The book is an interesting read because it illustrates the making and the development of an outstanding achiever. It illustrates the period of 14 years that he had until he was recognised by the top conductors. This is in line with Howard Gardners belief that it takes some 10 years to develop into a top performer in a given field. Langs book is also interesting read in comparison with Geoff Colvin´s book "Talent is overrated" in that it states an example that outstanding performance is based on hard work and training rather then innate talent.

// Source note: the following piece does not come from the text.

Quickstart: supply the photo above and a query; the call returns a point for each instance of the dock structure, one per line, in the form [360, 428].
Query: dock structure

Another interesting aspect is the musical education, the different teachers and the teaching styles Lang Lang has experienced. Lang Lang´s first teacher was a woman, Zhu Ya-Fen, who was very patient and required patience as well. When Lang Lang first prepared for the Beijing conservatory entrance exam he had a very strict teacher and then later a softer one. When he started at the Curtis Institute of Music in Philadelphia Lang Lang expressed his wish to prepare for piano competitions however he was told by his tutor not to focus too much on competitions because it would distract from his musical education. He should play music for its own sake and just try to express most accurately what the composer had in mind. His tutor, Mr. Graffmann, told him that the Chinese learning system is mainly based on competing, scaling and ranking, but this can be a hindrance when developing a musical talent. Lang Lang recognises that this approach has suited him well and has helped him in becoming a top performer but he also acknowledges the competitive mentality that has been passed on to him by his father and the fact that he himself enjoys competing with others.

The book is not writen by Lang Lang himself but with the help of a ghost writer. This is not negative, the story appears authentic. I found it to be an insightful and thought provoking book which I enjoyed reading.